Relevance of the mammalian target of rapamycin pathway in the prognosis of patients with high-risk non-muscle invasive bladder cancer.

High-risk non-muscle invasive bladder cancer (NMIBC) is associated with higher rates of recurrence and progression. Molecular markers within aberrant signaling pathways in cancer need further evaluation of their role as prognostic indicators and potential future targets for prevention of recurrence.
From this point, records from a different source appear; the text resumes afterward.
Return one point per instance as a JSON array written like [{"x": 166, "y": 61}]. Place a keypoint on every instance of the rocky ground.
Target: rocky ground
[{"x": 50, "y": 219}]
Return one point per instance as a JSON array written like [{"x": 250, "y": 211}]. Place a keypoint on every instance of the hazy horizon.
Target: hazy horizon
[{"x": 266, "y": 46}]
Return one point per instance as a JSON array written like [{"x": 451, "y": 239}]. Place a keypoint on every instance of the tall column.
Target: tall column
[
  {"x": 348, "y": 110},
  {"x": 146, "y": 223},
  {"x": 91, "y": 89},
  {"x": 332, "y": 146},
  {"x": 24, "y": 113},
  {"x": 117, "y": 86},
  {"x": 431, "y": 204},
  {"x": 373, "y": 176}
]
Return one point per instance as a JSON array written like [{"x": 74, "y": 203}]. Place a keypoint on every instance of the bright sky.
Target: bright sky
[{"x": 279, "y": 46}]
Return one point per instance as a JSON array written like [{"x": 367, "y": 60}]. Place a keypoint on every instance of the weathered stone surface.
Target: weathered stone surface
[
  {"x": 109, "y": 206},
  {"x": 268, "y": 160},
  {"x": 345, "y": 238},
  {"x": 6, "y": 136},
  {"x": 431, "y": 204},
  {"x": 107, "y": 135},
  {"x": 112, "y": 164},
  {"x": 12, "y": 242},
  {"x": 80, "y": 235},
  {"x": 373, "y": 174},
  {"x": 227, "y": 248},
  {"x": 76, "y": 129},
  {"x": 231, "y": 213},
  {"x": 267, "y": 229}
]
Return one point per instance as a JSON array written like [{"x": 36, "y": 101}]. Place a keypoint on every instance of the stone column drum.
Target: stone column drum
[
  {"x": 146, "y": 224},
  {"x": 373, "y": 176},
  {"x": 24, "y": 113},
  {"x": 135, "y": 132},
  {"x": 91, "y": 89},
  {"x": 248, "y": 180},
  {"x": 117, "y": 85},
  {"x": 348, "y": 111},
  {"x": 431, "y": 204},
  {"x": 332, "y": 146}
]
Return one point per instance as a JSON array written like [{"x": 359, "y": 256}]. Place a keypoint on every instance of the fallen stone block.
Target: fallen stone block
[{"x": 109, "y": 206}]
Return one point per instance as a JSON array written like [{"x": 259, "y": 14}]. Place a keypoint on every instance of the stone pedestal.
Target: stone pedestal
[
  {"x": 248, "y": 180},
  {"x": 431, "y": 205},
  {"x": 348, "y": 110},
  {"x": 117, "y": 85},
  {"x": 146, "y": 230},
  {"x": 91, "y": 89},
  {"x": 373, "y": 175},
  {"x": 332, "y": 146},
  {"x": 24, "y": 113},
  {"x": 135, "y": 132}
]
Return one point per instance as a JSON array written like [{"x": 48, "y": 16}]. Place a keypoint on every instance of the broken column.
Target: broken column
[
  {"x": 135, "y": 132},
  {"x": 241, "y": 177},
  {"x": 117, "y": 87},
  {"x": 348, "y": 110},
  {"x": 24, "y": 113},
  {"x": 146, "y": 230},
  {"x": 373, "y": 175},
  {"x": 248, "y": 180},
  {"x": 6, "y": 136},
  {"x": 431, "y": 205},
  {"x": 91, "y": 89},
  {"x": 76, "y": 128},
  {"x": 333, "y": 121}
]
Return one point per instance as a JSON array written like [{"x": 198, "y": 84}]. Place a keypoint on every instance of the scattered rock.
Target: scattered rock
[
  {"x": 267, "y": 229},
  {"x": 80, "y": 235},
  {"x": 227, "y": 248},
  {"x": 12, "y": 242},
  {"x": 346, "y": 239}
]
Our objective was to investigate the role of the mammalian target of rapamycin (mTOR) signaling pathway on the stage and outcome of patients with high-risk NMIBC. Tissue microarrays were built from archival bladder tumor specimens (n = 142). Various clinicopathologic variables were collected retrospectively from patients treated with transurethral resection. Immunohistochemical staining was performed for phosphatase and tensin homolog, phosphorylated Akt, phosphorylated mTOR, phosphorylated S6 (p-S6), eukaryotic translation initiation factor 4E-binding protein-1, and p27. Multivariate analysis using Cox regression models addressed recurrence-free survival (RFS), progression-free survival, and worsening-free survival. In multivariate analysis, p-S6 was an independent predictor of shorter RFS (hazard ratio, 3.55; 95% CI, 1.31-9.64). Expression of p27 was inversely correlated with RFS (hazard ratio, 0.27; 95% CI, 0.10-0.74). Low levels of phosphatase and tensin homolog expression were associated with worsening-free survival (P < .03). None of the markers showed correlation with progression-free survival. Our results demonstrate that activation of the mTOR pathway, as assessed by p-S6 and expression of p27, might be used to provide prognostic information, particularly as a predictor of recurrence among patients with high-risk NMIBC.